Pourquoi un roman orientaliste ? Parce que, plus qu'une épopée d'amour et de guerre, c'est l'histoire de la confrontation entre l'Orient-islam-tradition et l'Occident-sécularisme-modernité qui s'y joue sur trois niveaux : d'arrière-plan, par la modernisation pétrolière du pays, imposée par la colonisation impériale russe et bientôt bolchevique, avec toutes ses institutions dont l'école et par le biais des minorités chrétiennes implantées (Arméniens, Russes et Géorgiens), mais qui y résiste à deux reprises ; dans le centre de l'action, par le couple mixte des héros éponymes, par les conditions tumultueuses de leur union et les mises en question de sa durabilité ; enfin, plus subtilement, par la caractérisation même du personnage d'Ali khan, dont les deux « cultures », orientale et occidentale, s'affrontent dans une dialectique où les compromis réciproques ne sont jamais définitifs.
Orientaliste aussi parce que, tout au moins au début du livre, les traits marquant l'Orient sont grossis jusqu'à la caricature, presque. Peut-être le sont-ils aussi dans les yeux du héros-narrateur jusqu'à ce qu'il ne lui faille reconnaître en soi-même le caractère problématique de sa double identité.

Au niveau historique, la confrontation Orient-Occident, nous l'avons dit, se passe par deux guerres : contrairement à deux personnages secondaires amis d'Ali khan, il refuse de prendre les armes aux côtés de l'armée impériale russe lors de l'éclatement du conflit mondial. Par contre, dans la trame du roman, son meilleur ami, l'Arménien Nachararjan, se conduit en traître par le rapt de sa fiancée Nino, et le crime d'honneur qui s'en ensuit conduit Ali khan à une cavale dans les montagnes du Daghestan, où règne encore un mode de vie ancestral. Ali khan prend les armes une première fois contre l'armée russe qui avance dans le pays avec l'appui par traîtrise des Arméniens, d'abord liés aux Azéris par un front commun d'indépendance. Dans l'historiographie la plus courante, ces événements sont connus comme une guerre civile entre Arméniens et Azéris, jusque dans les rues de Bakou – c'est ainsi qu'en parle aussi Banine – avec intervention russe déterminante aux côtés des premiers et rétorsion ottomane par les fameux événements de 1915. Dans ce livre, il est clair que la thèse de la traîtrise arménienne est amplifiée par le parallèle avec l'action romanesque.
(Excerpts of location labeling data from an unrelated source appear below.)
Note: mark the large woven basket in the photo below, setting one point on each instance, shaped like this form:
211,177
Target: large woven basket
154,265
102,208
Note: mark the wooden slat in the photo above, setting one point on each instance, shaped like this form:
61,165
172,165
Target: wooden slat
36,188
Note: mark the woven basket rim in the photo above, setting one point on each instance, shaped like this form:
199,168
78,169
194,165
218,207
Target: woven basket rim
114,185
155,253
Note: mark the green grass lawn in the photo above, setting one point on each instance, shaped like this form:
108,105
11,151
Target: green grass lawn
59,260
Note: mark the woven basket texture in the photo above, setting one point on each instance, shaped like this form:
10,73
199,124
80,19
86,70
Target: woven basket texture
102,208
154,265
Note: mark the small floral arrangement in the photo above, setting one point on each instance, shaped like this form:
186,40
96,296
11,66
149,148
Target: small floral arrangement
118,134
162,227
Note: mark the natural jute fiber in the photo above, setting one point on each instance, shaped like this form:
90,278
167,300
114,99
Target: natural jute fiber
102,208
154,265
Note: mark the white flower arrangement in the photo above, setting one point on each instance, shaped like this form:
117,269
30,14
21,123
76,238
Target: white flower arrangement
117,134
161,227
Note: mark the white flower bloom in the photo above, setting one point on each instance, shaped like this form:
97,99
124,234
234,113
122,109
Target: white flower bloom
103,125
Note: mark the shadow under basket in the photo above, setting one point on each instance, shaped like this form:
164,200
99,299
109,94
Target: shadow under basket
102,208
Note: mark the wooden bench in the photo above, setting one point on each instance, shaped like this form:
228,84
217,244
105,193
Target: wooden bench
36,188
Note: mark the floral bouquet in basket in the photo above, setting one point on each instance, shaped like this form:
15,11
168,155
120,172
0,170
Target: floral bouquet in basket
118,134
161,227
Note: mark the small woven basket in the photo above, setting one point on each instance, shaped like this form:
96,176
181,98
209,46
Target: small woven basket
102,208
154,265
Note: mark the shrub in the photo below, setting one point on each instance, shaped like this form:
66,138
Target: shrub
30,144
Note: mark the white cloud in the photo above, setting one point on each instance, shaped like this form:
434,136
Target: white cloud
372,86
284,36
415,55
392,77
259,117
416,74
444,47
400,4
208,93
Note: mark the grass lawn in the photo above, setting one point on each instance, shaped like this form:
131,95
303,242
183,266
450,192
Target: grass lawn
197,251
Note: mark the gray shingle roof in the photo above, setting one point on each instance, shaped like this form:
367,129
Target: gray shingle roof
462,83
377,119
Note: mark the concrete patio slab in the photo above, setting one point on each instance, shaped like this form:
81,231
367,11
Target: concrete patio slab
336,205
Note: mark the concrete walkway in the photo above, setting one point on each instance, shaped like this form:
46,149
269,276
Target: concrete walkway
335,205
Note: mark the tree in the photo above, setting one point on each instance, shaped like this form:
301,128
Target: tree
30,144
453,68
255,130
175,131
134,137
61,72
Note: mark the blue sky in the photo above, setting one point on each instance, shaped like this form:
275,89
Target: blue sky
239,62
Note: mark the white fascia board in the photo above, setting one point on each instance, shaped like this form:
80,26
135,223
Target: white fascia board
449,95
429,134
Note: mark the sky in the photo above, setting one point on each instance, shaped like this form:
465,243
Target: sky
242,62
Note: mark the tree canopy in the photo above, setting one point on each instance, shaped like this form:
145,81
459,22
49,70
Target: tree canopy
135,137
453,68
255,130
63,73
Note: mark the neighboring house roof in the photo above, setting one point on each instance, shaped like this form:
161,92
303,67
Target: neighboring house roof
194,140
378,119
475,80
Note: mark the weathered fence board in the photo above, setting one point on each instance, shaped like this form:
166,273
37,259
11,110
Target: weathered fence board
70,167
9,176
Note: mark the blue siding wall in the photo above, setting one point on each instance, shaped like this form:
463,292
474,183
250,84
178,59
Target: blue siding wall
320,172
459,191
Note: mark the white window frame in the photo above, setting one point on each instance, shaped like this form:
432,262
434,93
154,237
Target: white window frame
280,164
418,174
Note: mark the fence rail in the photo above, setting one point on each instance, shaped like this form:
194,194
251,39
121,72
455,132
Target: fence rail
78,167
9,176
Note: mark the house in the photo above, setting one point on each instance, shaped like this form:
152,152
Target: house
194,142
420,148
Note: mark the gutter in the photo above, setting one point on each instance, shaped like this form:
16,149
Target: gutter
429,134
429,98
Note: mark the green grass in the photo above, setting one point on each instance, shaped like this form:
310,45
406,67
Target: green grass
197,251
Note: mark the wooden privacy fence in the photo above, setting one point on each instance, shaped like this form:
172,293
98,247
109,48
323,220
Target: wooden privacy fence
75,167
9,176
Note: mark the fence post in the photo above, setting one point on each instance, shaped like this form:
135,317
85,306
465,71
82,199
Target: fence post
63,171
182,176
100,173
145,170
À noter aussi que la déroute azérie a pour conséquence l'exil d'Ali khan, de son père veuf et de Nino en Perse. L'auteur, dans sa « vraie » vie, pour autant qu'on en sache, s'exila avec son père au Turkestan ; par contre la famille de Banine se réfugia effectivement en Iran, ce qui contribuerait à renforcer l'idée d'une grande proximité entre l'auteur, Lev Nussimbaum, et un cousin de Banine qui répondait au nom d'Essad, que Lev choisit comme son plus durable pseudonyme.
Encore dans le roman, nous apprenons que les traditionalistes azéris, notamment les religieux personnifiés par Seyd Moustafa, n'étaient pas du tout proches des Ottomans ni de leur aspiration pan-touraniste, Ali khan ne se serait pas battu dans leurs rangs même contre l'ennemi russe, à cause de l'obédience chiite des Azéris ; d'ailleurs cette très grande proximité religieuse, culturelle unissait encore à l'époque sans doute aussi géopolitiquement l'Azerbaïdjan à l'Iran, non à l'Empire ottoman. La langue « simple de notre peuple », dont nous avons un exemple unique (transcrit d'après la phonétique allemande utilisée par Kurban Saïd...) à la p. 324 par Nino, l'azéri, est appelée « le tatar », et c'est bien du turc, mais Ali récite volontiers des vers en farsi, et c'est cette littérature-là qu'il estime, et non l'idiome populaire.
Pourtant l'occupation de Bakou par Enver Pacha, avant même celle des Britanniques (dont l'Iran était allié) semble avoir été déterminante pour la création de la République Autonome d'Azerbaïdjan. Ali khan, comme le père de Banine, occupe dans cet État un poste ministériel. L'occidentalisation de cette éphémère parenthèse politique est le point qui retient le plus l'attention de l'auteur. Quant à sa conclusion, par l'invasion bolchevique, il met en scène une résistance armée désespérée au nord du pays, rêve un instant du soutien de « Kemal [Atatürk qui] est à Ankara », voire même de celui de « deux cent cinquante millions […] de musulmans du monde entier » (p. 339), alors que Banine parle d'une capitulation sans coup férir et l'historiographie soviétique d'une courte expérience de Commune de Bakou... Mais c'est là au-delà de la fin de cette histoire !

Cit. :

« […] Toi et tous ceux qui se sont battus avec toi, vous n'êtes plus des Asiates. Je ne hais pas l'Europe. Elle m'est indifférente. Tu la hais parce que tu en portes une part en toi-même. Tu as fréquenté une école russe, tu as appris le latin, tu as une femme européenne. Es-tu donc encore un Asiate ? Si tu avais vaincu, tu aurais toi-même, sans le vouloir, introduit l'Europe à Bakou. Peu importe que ce soient nous ou les Russes qui construisent les nouvelles autoroutes et édifient les nouvelles usines. Rien d'autre n'était possible. On n'est pas un bon Asiate, et de loin, quand on tue de nombreux ennemis avec cette trop grande soif de sang.
Alors, quand l'est-on ?
Tu es à moitié européen, Ali khan, et c'est pour cette raison que tu me poses des questions. Cela n'a aucun sens de te l'expliquer car seules les choses du réel agissent sur toi. Ton visage est tourné vers la terre. C'est pourquoi la défaite te fait souffrir et que tu montres ta douleur. » (p. 243)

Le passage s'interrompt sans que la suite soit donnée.